Random Variables: Variance and Covariance

Random Walk

Let’s consider an example where we have a particle, starting at position 0, that can perform random walks in one dimension. At each time step, the particle moves either one step to te right or left with equal probability (a symmetric random walk), and the move at each time step is independent of all other moves (like a coin flip).

The expected position of the particle after \(n\) movies is back at 0, but how far from 0 should we typically expect the particle to end up?

Let \(+1\) be a right move, and \(-1\) be a left move, and we can describe the probability space here as the set of all sequences of length \(n\) over the alphabet, \(\{\pm 1\}\), each having equal probability \(\frac{1}{2^n}\). Let the random variable \(S_n\) denote the position of the particle relative to our starting point 0) after \(n\) moves. Thus, we can write

\[S_n = X_1+X_2+\cdots+X_n\]

The expectation \(S_n\) can be easily computed as follows. Since \(\mathbb{E}[X_i]= (\frac{1}{2}\times 1)+(\frac{1}{2}\times(-1))=0\), applying the linearity of expectation gives \(\mathbb{E}[S_n]=\sum_{i=1}^n\mathbb{E}[X_i]=0\).

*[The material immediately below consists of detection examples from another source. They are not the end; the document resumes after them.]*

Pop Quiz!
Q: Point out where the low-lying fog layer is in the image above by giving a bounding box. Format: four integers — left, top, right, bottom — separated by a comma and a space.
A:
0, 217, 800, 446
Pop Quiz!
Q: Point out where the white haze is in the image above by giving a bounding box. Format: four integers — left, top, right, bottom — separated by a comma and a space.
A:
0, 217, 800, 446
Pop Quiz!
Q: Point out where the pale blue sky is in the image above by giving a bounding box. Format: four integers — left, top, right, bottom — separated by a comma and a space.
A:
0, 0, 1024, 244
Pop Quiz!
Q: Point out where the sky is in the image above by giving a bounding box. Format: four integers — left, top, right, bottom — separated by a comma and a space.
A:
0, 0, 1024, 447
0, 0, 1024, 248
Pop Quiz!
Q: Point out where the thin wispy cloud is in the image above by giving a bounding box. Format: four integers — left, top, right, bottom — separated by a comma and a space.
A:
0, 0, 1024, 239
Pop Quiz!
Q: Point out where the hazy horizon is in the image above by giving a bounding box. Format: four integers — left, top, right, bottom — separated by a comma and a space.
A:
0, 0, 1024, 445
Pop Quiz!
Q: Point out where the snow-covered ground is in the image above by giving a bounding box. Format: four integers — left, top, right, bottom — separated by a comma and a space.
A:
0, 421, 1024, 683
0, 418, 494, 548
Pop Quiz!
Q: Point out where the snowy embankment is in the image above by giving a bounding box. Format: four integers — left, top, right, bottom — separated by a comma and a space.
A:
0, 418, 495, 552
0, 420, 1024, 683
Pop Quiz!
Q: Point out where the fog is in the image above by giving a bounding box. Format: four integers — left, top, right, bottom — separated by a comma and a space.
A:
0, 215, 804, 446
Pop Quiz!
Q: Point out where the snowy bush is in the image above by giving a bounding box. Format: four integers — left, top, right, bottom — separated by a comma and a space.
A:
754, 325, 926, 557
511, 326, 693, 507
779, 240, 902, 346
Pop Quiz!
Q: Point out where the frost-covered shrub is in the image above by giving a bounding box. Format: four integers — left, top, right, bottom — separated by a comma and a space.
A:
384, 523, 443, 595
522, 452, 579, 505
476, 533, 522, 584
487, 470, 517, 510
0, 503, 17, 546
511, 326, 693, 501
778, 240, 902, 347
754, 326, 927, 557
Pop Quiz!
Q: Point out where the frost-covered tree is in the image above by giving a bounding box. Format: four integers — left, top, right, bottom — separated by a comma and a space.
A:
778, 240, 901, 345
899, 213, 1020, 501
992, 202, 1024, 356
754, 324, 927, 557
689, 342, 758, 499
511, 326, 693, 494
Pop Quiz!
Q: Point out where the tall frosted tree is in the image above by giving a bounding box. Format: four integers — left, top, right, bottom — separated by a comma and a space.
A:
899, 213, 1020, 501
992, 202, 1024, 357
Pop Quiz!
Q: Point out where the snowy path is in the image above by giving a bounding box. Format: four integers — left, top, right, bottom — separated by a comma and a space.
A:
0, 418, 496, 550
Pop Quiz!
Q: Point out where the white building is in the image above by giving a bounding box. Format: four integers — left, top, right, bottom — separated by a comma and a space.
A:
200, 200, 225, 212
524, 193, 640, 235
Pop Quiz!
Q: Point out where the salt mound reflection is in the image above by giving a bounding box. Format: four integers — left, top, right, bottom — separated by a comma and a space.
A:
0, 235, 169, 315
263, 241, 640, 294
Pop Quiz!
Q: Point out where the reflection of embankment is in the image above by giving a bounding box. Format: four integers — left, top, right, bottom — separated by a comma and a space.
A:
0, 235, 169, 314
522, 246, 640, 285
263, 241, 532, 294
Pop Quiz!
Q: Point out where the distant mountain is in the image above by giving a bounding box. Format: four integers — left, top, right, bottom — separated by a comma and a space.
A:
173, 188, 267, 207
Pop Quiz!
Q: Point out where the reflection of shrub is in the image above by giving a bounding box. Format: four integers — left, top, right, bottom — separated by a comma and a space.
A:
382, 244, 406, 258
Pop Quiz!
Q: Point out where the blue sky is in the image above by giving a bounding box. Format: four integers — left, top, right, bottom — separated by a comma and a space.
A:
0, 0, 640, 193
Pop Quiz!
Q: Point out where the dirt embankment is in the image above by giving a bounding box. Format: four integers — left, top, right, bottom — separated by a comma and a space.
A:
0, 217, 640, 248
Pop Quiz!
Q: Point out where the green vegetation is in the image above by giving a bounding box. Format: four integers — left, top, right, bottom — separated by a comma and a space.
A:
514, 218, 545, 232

What we are really asking is: what is the expected value of \(|S_n|\), the distance of the particle from 0? Rather than consider the random variable \(|S_n|\), which is difficult to work with due to the absolute value operator, we will instead look at the \(S_n^2\), which makes all deviations from positive. We will square root it in the end.

Now, we claim that the expected square distance after \(n\) steps is equal to \(n\).

Proof

\[\mathbb{E}[S_n^2]=\mathbb{E}[(X_1+X_2+\cdots+X_n)^2]=\mathbb{E}[\sum_{i=1}^n X_i^2+2\sum_{i<j}X_iX_j]+\sum_{i=1}^n\mathbb{E}[X_i^2]+2\sum_{i<j}\mathbb{E}[X_i X_j]\]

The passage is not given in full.